Valerie Yow, Independent Scholar:
Community studies inform us about social organization and general conditions, and this study does indeed show us how the community as a whole functioned. But Zembrzycki brilliantly organizes her book so that oral histories show us individual lives: the women who refused to talk about domestic violence but could not leave out all signs of it; women who gleaned a feeling of belonging by working with other women, often to raise money for the Catholic Church; octogenarians who fondly remembered themselves as teenagers going to dances and eating fried chicken sandwiches early in the morning; men who described the excessive heat in the mines that caused many to pass out.
This study is grounded in careful research in both written records and oral histories. It is also deeply personal and unforgettable.
Joy Parr, author of Sensing Changes: Technologies, Environments, and the Everyday, 1953-2003:
The level of reflexivity and autocritique brought to the scholarship in According to Baba is rich and revealing, and much needed in the field of oral history. Works such as this are part of a project to move away from oral history as an imperial, colonizing project and to take it closer to the approach of our colleagues in ethnography.

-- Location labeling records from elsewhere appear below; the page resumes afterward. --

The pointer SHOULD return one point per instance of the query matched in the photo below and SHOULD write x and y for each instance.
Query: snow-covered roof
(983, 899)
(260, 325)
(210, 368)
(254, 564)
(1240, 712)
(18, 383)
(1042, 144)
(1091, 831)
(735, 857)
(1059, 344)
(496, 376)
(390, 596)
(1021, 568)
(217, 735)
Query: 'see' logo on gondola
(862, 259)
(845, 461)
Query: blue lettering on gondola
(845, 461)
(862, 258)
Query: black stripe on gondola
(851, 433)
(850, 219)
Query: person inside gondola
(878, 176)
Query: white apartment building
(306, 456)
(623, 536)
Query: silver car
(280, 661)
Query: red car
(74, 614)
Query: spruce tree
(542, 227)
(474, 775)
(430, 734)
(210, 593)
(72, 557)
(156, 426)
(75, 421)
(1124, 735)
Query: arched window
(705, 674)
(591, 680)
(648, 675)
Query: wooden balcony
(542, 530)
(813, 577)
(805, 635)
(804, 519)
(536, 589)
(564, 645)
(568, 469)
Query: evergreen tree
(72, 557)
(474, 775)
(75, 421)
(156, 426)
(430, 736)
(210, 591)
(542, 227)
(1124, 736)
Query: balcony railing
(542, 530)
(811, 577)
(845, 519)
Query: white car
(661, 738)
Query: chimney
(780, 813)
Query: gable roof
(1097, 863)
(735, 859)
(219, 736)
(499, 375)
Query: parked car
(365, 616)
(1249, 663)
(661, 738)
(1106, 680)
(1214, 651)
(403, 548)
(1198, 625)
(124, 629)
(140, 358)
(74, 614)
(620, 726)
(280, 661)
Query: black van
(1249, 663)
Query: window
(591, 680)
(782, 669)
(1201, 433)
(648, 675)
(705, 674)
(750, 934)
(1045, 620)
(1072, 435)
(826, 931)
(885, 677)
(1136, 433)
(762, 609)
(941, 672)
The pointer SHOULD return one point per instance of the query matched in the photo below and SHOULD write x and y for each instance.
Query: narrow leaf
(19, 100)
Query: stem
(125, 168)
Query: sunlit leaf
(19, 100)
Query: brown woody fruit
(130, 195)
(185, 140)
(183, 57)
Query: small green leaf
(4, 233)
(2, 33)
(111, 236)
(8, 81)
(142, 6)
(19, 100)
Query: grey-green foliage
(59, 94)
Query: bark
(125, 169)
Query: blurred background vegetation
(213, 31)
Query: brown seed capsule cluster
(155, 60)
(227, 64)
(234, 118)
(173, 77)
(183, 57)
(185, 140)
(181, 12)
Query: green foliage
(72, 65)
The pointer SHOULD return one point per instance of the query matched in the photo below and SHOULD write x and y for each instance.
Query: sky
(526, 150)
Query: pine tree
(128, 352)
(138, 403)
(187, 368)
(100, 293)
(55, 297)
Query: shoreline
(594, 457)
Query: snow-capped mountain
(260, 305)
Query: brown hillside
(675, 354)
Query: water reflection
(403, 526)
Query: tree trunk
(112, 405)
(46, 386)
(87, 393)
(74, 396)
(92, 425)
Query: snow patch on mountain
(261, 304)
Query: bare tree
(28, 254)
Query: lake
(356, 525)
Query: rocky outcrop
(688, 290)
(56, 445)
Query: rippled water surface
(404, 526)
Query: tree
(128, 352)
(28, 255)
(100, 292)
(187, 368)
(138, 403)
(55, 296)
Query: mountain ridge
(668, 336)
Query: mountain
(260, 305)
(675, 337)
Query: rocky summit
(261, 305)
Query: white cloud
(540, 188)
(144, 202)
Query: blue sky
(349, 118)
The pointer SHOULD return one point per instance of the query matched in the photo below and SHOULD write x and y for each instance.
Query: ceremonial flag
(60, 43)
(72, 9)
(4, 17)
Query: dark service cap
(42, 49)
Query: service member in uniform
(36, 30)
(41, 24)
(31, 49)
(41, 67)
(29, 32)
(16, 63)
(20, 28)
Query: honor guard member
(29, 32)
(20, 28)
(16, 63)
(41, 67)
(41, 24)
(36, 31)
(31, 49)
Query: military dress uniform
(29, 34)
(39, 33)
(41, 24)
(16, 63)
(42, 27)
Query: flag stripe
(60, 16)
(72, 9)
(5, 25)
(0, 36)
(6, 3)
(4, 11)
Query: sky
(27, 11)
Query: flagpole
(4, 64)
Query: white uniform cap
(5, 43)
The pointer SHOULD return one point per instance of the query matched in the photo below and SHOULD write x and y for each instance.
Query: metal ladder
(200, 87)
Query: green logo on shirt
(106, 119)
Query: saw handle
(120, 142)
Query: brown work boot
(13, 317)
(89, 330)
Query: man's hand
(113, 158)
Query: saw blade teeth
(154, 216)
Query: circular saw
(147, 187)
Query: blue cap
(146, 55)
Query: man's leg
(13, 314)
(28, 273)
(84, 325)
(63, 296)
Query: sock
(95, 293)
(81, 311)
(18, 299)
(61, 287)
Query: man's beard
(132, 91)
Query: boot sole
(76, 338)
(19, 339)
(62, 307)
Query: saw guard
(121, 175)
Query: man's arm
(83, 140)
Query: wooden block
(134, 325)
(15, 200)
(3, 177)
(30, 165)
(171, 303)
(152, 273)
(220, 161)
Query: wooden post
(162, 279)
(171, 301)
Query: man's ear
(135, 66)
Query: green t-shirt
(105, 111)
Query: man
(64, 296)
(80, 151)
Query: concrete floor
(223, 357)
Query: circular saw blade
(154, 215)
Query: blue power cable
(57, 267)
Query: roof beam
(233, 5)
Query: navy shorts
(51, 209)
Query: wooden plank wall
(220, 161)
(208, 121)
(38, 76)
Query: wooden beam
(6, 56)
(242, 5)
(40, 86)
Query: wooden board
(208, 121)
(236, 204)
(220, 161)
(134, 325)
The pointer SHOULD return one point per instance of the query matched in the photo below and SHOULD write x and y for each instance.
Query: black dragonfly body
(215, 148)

Julie Cruikshank, author of Life Lived Like a Story: Life Stories of Three Yukon Native Elders:
According to Baba offers a highly original discussion of the challenges involved in “collaboration” and “shared authority” in research. It also provides a moving account of the struggles Ukrainian men, women, and families experienced in northern Ontario mining communities. Drawn from interviews and Stacey Zembrzycki’s intense discussions with her grandmother, this clearly written and engaging work will be welcomed by students from a range of disciplines and will certainly add to debates in history.
Alessandro Portelli, professor of American literature at the University of Roma–La Sapienza:
This work is highly original from a methodological point of view – the kind of sharing of authority between the author and Baba is one not often discussed in the literature but frequently experienced in fieldwork. The narrative format is perfect: this is not just a history of Ukrainians in Sudbury but also, as all oral history ought to be, an account of the research leading up to it and of the author’s own involvement.